Por “círculos interessados” entendo, de um lado, a elite — financeira, política e burocrática — empenhada na instauração de um governo mundial estatista, invasivo e controlador de tudo (vale a pena consultar a respeito o site de Daniel Estulin, www.danielestulin.com/?idioma=en); de outro, a militância inumerável espalhada em ONGs e universidades por toda parte, pronta a ecoar as palavras-de-ordem ditadas pela elite. Entre as duas, a classe jornalística, os intelectuais ativistas e o beautiful people das artes e espetáculos formam uma espécie de camada intermediária incumbida de formatar como modas elegantes as propostas mais revolucionárias de mutação sociocultural, tornando-as palatáveis à população maior, gerando, pela variedade das formas e canais, a impressão enganosa de unanimidade espontânea, e encobrindo assim a unidade estratégica que a circulação de dinheiro entre os três níveis comprova da maneira mais contundente (v. a documentação exaustiva em www.discoverthenetwork.org e www.activistcash.com).

O que quer que venha por esses três canais ao mesmo tempo — não necessariamente o que venha só de um deles em particular — não é quase nunca informação confiável. (O termo “quase” não é usado aqui para atenuar a regra, mas apenas para assinalar aquela dose mínima de veracidade modesta sem a qual nenhuma mentira ambiciosa teria jamais credibilidade alguma e para dar o devido relevo a eventuais falhas e até rombos do sistema, sempre inevitáveis). A rigor, não é informação de maneira alguma: é estímulo pré-calculado para produzir no público, aos poucos, as desejadas mudanças de atitude, segundo pautas de engenharia social elaboradas com uma antecedência, em geral, de décadas. A continuidade da ação histórica de longo curso, aí, garante parcialmente a sua própria invisibilidade, transcendendo o horizonte de visão tanto da população imediatista, que nada enxerga, quanto dos “teóricos da conspiração” que crêem enxergar para além do que enxergam realmente e acabam inflando a imagem de poder dos “controladores” até dimensões quase míticas. Este último fenômeno é aliás um caso característico de “paralaxe cognitiva”, já que o próprio número de denúncias, proliferantes na internet e nas livrarias, evidencia os erros, debilidades e fracassos de um controle universal “secreto” que aí se descreve, no entanto, como quase onipotente.
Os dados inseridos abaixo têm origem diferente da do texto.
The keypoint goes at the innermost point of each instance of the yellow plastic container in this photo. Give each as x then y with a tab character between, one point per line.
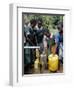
53	62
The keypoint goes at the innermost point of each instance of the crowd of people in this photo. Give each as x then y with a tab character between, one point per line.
37	60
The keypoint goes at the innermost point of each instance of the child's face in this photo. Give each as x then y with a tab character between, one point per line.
53	49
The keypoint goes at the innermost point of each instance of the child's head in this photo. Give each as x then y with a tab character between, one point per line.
53	48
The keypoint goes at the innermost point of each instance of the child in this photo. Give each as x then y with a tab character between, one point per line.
53	59
37	62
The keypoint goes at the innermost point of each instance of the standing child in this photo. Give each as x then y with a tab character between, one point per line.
53	59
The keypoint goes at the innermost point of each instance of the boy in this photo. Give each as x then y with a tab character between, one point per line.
53	59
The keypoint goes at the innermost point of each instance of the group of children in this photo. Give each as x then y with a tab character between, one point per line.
48	56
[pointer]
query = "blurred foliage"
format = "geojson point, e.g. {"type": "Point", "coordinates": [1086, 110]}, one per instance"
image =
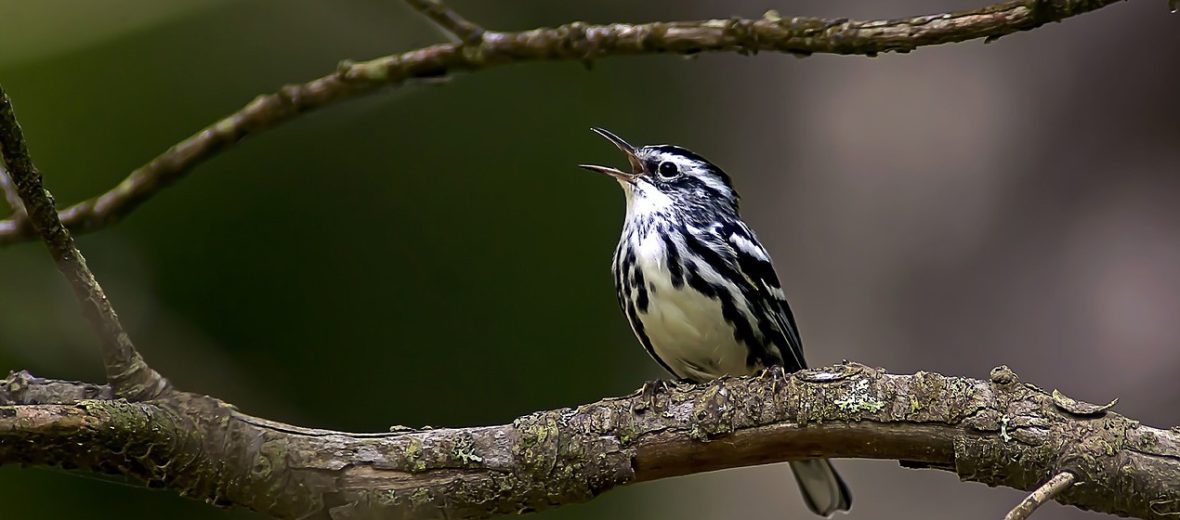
{"type": "Point", "coordinates": [430, 255]}
{"type": "Point", "coordinates": [424, 256]}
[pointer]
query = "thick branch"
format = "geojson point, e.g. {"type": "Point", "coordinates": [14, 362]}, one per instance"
{"type": "Point", "coordinates": [998, 432]}
{"type": "Point", "coordinates": [125, 369]}
{"type": "Point", "coordinates": [575, 41]}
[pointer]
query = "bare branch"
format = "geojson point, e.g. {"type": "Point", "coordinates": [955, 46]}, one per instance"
{"type": "Point", "coordinates": [998, 432]}
{"type": "Point", "coordinates": [11, 196]}
{"type": "Point", "coordinates": [450, 20]}
{"type": "Point", "coordinates": [1042, 494]}
{"type": "Point", "coordinates": [574, 41]}
{"type": "Point", "coordinates": [125, 369]}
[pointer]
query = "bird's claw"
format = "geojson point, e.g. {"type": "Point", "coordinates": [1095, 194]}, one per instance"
{"type": "Point", "coordinates": [775, 373]}
{"type": "Point", "coordinates": [648, 395]}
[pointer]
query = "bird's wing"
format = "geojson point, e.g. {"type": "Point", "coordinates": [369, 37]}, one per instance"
{"type": "Point", "coordinates": [754, 264]}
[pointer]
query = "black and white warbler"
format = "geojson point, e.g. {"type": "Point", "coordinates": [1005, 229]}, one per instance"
{"type": "Point", "coordinates": [699, 289]}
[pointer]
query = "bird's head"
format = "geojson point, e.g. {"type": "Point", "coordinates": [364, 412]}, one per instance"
{"type": "Point", "coordinates": [666, 178]}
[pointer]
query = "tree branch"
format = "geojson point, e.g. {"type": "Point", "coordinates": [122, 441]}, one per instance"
{"type": "Point", "coordinates": [125, 369]}
{"type": "Point", "coordinates": [1042, 494]}
{"type": "Point", "coordinates": [451, 21]}
{"type": "Point", "coordinates": [574, 41]}
{"type": "Point", "coordinates": [997, 432]}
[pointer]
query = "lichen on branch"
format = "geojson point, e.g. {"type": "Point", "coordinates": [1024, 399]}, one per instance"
{"type": "Point", "coordinates": [998, 432]}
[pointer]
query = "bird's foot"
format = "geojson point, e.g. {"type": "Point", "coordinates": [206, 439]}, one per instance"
{"type": "Point", "coordinates": [777, 374]}
{"type": "Point", "coordinates": [648, 395]}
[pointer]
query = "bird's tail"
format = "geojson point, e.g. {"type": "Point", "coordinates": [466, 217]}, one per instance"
{"type": "Point", "coordinates": [823, 488]}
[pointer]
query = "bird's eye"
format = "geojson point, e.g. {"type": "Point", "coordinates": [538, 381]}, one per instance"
{"type": "Point", "coordinates": [667, 170]}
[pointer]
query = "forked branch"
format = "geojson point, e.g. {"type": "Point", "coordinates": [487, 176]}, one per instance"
{"type": "Point", "coordinates": [125, 369]}
{"type": "Point", "coordinates": [574, 41]}
{"type": "Point", "coordinates": [998, 432]}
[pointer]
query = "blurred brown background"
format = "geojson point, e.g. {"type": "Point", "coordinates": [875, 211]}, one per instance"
{"type": "Point", "coordinates": [431, 256]}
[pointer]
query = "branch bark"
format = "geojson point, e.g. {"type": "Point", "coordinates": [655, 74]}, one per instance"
{"type": "Point", "coordinates": [574, 41]}
{"type": "Point", "coordinates": [125, 369]}
{"type": "Point", "coordinates": [997, 432]}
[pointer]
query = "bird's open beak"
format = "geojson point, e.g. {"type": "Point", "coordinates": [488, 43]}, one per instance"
{"type": "Point", "coordinates": [636, 165]}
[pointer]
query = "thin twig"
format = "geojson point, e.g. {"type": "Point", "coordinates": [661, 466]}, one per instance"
{"type": "Point", "coordinates": [575, 41]}
{"type": "Point", "coordinates": [11, 196]}
{"type": "Point", "coordinates": [1055, 486]}
{"type": "Point", "coordinates": [448, 19]}
{"type": "Point", "coordinates": [125, 370]}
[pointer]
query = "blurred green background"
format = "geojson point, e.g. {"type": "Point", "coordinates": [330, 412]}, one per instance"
{"type": "Point", "coordinates": [430, 255]}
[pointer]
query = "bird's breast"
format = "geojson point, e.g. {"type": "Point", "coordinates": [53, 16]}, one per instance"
{"type": "Point", "coordinates": [686, 328]}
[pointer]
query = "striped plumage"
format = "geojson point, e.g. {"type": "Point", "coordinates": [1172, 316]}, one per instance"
{"type": "Point", "coordinates": [699, 289]}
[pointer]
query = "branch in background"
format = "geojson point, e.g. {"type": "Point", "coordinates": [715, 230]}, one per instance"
{"type": "Point", "coordinates": [11, 196]}
{"type": "Point", "coordinates": [451, 21]}
{"type": "Point", "coordinates": [574, 41]}
{"type": "Point", "coordinates": [1042, 494]}
{"type": "Point", "coordinates": [998, 432]}
{"type": "Point", "coordinates": [125, 370]}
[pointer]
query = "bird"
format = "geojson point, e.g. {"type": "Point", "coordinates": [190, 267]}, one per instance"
{"type": "Point", "coordinates": [699, 289]}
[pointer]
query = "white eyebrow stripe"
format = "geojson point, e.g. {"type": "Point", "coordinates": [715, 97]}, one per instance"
{"type": "Point", "coordinates": [748, 247]}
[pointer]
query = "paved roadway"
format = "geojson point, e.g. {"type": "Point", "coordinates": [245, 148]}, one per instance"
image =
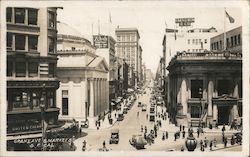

Regra 2: Quando a unanimidade é negativa, isto é, quando não consiste em alardear alguma história inventada (como o aquecimento global, a epidemia de gripe suína ou os riscos mortíferos do fumo passivo), mas em suprimir fatos e em achincalhar ostensivamente quem deseje ao menos investigá-los, então já não se trata de mera suspeita, mas da probabilidade altíssima de estarmos em presença de uma tentativa global de controle da opinião pública por meio do recorte premeditado do noticiário. Essas tentativas jamais alcançam sucesso absoluto, mas também nunca são desmascaradas no todo e de uma vez para sempre: no mínimo, resta a possibilidade de um eficiente gerenciamento de danos, transmutando-se a negação peremptória em aceitação atenuada, anestesiante, como ocorreu — para dar um exemplo brasileiro — no caso do Foro de São Paulo, que passou da categoria de inexistente à de irrelevante tão logo desmoralizado o dogma da sua inexistência.

Embora não tendo a menor idéia de onde nasceu Barack Obama, não hesito em incluir nesse gênero de tentativas a ocultação geral, sistemática, histérica e obstinada de praticamente todos os documentos essenciais para o estudo da biografia do presidente americano, a começar pela sua certidão original de nascimento. Quando a grande mídia dos EUA em peso chama de desequilibrados e loucos aos que cobram de Obama a exibição desses documentos, o que ela está proclamando é que o normal, o saudável, o obrigatório para a razão humana, consiste em acreditar, sem perguntas, que um cidadão gastou quase dois milhões de dólares com um escritório de advocacia para ocultar seus papéis sem que houvesse neles nada digno de ser ocultado. A inversão da lógica e da distinção entre o normal e o patológico é aí tão flagrante, que vale como uma prova: uma prova do contrário daquilo que se desejaria impingir à opinião pública.